Helping to continue culture in a northern community
 
 
 

 

In Northern Canada, sewing machines and creating warm clothing is an essential way of life to help conquer the extremely cold temperatures throughout the year. Please consider a donation to support the First Nation community of Aklavik in the Northwest Territories so that they are able to create long-lasting clothing and pass on long-lasting cultural traditions. 

 

 

To many, a sewing machine is something that they learned to use at school. It is not something that remained a critical part of survival or life. If you go to any mall and see where most buy their clothes, little thought is given to utility; most is given to “looking good” and what is the next trend or brand of clothing.  There is, in most part, no connection towards sewing being an integral part of one’s culture or having to sew as a necessity for life.

 

About Aklavik, Northwest Territories

Aklavik is a First Nation and Inuvialuit community located approximately 55 Kms west of Inuvik, NT and 3,200 kms north of Edmonton, Alta. Year-round access is only possible by air, with ice road access possible by driving the frozen McKenzie River during the winter.

The community is the home of 620 residents, of which approximately 65% have to rely on traditional food gathering; hunting, fishing and trapping, and traditional skills such as sewing to survive. For most of the community, there is no going to the store to buy what they need; they go out on the land to get it, or make the clothing and items themselves.

The Sewing Circles

In times past, sewing was a time for the community to come together, and “with needle and thread,” make the clothing to protect the members from the harshness of winter. Summer and fall, it was time to harvest the animals and prepare the skin, and fall and winter was the time to make all the clothing and items that survival depended upon.

Today, the need for, and the practices have not changed; but the practices have incorporated “modern technology,” the sewing machine, when people have been able to go together and buy one, or one has been handed down through the generations. And this brings us to; Is it only a sewing machine?

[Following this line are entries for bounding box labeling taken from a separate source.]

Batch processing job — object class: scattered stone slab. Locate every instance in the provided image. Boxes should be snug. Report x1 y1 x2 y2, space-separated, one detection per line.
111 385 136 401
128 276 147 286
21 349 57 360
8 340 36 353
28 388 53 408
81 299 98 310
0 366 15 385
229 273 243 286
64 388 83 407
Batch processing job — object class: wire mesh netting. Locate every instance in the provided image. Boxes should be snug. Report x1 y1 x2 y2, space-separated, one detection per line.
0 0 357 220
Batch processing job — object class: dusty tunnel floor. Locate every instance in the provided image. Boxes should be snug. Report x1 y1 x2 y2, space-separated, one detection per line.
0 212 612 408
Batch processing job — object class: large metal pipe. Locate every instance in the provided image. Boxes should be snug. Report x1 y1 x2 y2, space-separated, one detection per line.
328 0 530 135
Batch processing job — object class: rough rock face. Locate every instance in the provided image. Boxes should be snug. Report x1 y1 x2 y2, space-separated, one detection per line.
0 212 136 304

It it Just a Sewing Machine? 

It is not just a sewing machine, it is an integral part of the community life. It not only provides an opportunity to make life a little easier by allowing mechanical means to enter into improving quality of life, but it has become a symbolism for a community gathering to not only make the necessities for life, but a way to pass the culture from one generation to another.

Conclusion

Is it just a sewing machine? No, it is not. The request totalling $9,189.71 will provide for much more than that. The funds will not only provides an opportunity to make life a little easier by allowing mechanical means to enter into improving quality of life, but sewing is a symbolism for community gathering to not only make the necessities for life, but a way to pass the culture from one generation to another. We hope you will see this as an exciting opportunity to help a First Nation community.